Né en 1910 dans la campagne près de Saragosse, Antonio passe sa jeunesse à essayer de fuir l’ennui et les travaux des champs. Dès qu’il le peut, il part s’installer en ville où il vit de petits boulots. Il se met à fréquenter des sympathisants anarchistes malgré des convictions politiques assez molles. Mais au lendemain de l’avènement de la République, en avril 1931, elles vont s’affermir brusquement. Le coup d’Etat militaire, la guerre civile et une bastonnade par des phalangistes, décrits dans des scènes d’une grande précision historique, vont lui ouvrir les yeux et le pousser à se battre aux côtés des Républicains puis de la Résistance française.

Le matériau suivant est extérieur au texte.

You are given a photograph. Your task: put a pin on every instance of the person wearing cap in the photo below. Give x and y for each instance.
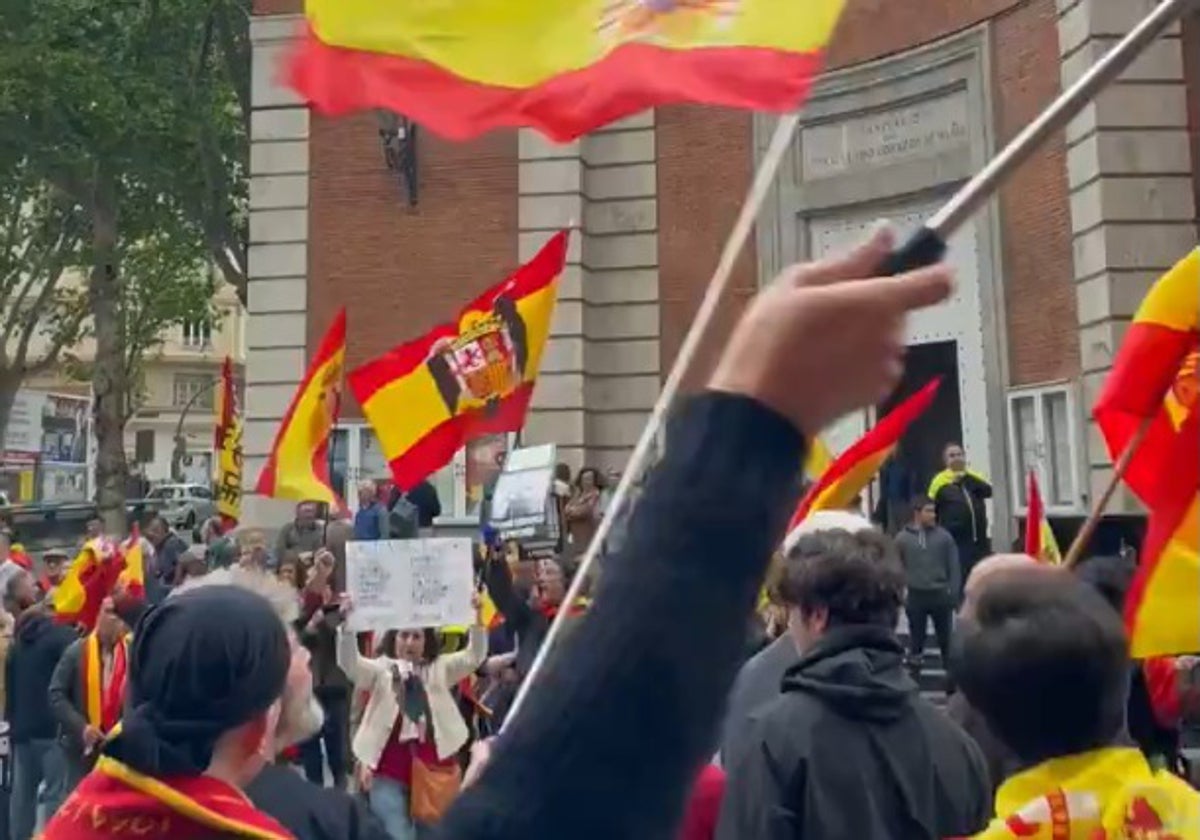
(208, 670)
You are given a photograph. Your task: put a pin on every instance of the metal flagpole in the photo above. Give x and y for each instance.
(925, 246)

Après la guerre, pas assez profiteur ou débrouillard pour s’en sortir, déçu de voir la cause républicaine espagnole trahie, il décide de renoncer à se battre, remise ses idéaux et rejoint l’Espagne de Franco.

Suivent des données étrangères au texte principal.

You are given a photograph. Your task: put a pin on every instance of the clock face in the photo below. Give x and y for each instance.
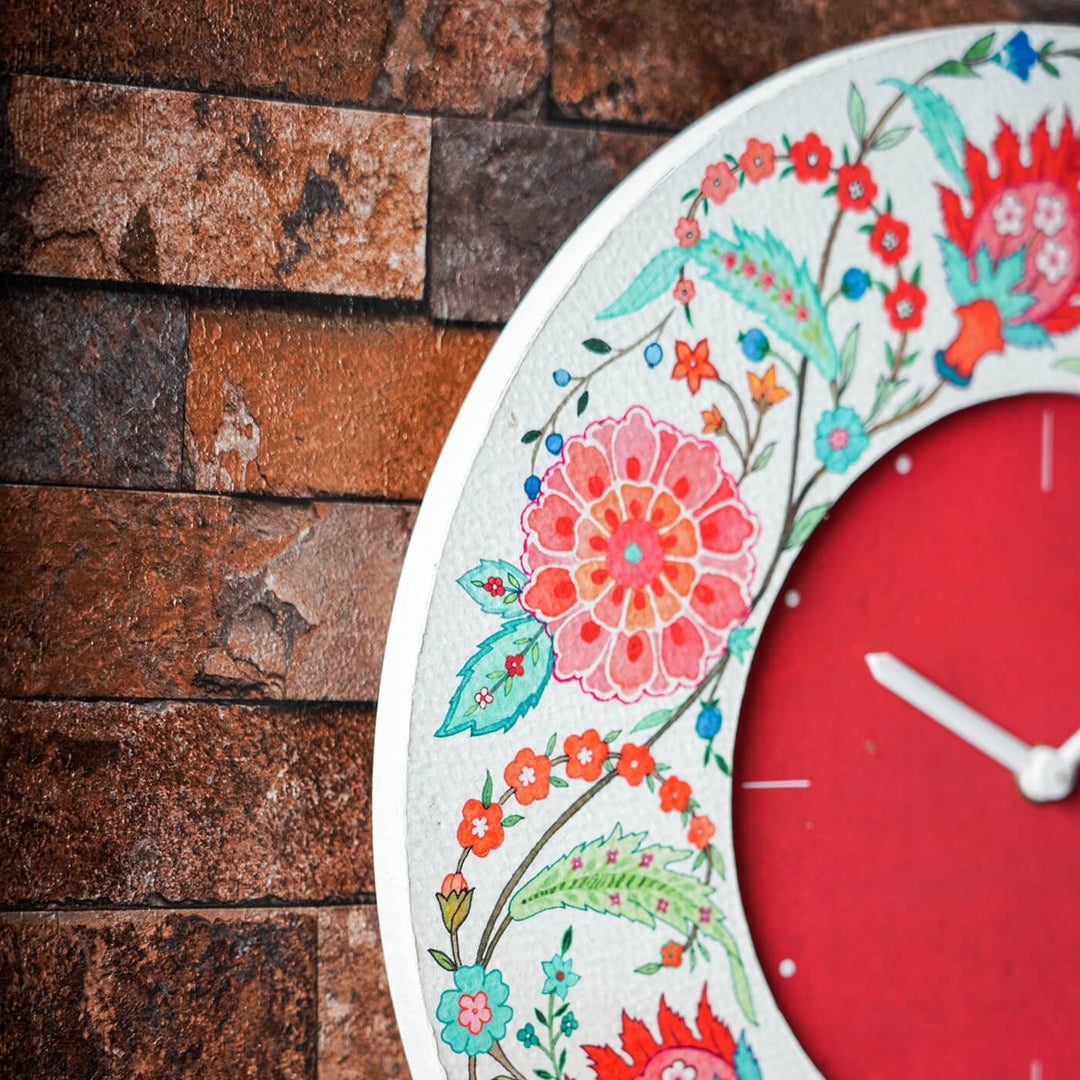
(572, 880)
(905, 889)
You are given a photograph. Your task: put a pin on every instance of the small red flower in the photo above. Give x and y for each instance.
(672, 954)
(905, 305)
(634, 765)
(701, 832)
(529, 774)
(854, 187)
(889, 240)
(719, 183)
(674, 794)
(586, 754)
(684, 292)
(481, 827)
(687, 232)
(758, 161)
(811, 159)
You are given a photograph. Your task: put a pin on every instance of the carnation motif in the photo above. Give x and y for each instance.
(640, 554)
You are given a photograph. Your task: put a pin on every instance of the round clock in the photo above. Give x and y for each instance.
(725, 728)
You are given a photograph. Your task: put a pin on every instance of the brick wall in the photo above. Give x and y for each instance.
(253, 256)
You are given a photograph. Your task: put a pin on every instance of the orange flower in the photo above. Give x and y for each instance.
(529, 774)
(672, 954)
(765, 390)
(701, 832)
(586, 754)
(692, 364)
(714, 421)
(635, 764)
(674, 794)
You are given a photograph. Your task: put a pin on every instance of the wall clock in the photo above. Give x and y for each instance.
(801, 390)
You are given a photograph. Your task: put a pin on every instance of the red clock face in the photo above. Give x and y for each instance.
(914, 914)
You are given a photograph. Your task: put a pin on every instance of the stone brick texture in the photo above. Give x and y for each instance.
(252, 257)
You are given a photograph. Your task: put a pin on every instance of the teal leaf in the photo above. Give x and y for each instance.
(727, 265)
(473, 581)
(941, 126)
(464, 714)
(658, 277)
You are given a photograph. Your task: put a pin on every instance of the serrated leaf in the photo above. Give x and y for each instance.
(726, 264)
(763, 459)
(525, 690)
(806, 525)
(473, 581)
(442, 959)
(856, 113)
(652, 720)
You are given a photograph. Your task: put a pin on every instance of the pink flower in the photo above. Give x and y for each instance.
(688, 232)
(684, 292)
(640, 554)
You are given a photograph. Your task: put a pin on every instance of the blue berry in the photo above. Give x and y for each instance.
(709, 721)
(755, 345)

"Tant mieux, enfin je ne vois rien", s’écriet-il dans une scène allégorique où un aigle franquiste lui crève les yeux. Sa vie ira ensuite de déception en déception.
Destin représentatif de la tragédie vécue par une population espagnole perdue et divisée durant les trois premiers quarts du XXe siècle, L’Art de voler est surtout une cruelle fable sur la renonciation, les illusions perdues, la ligne ténue entre les lumières de l’espoir et la noirceur de la réalité. Trop lucide, pas assez cynique, Antonio ne se remettra pas de ses compromissions, de son aveuglement pourtant volontaire.
Pour mieux adhérer au passé de son père, pour supprimer toute distance " qui ne correspondait pas à notre relation", Antonio Altarriba a choisi de ne pas écrire son récit à la troisième personne mais de se glisser dans la peau de son père. Une sorte de transfert/exorcisme qui donne à cette tragédie intime et familiale une grande intensité, compensant la simplicité peu expressive du dessin.
Anne-Claire Norot
"L’art de voler" d’Antonio Altarriba et Kim est publié chez Denoël Graphic

    L'aile brisée

Quel est le point de départ de L'aile brisée ? L’aile brisée part d’une prise d’une conscience : mon père et moi nous ne connaissions pas ma mère. À sa mort, nous avons découvert que son bras gauche était handicapé : elle ne pouvait ni le déplier, ni le bouger. Nous ne nous en étions jamais rendu compte. Ça a été un choc !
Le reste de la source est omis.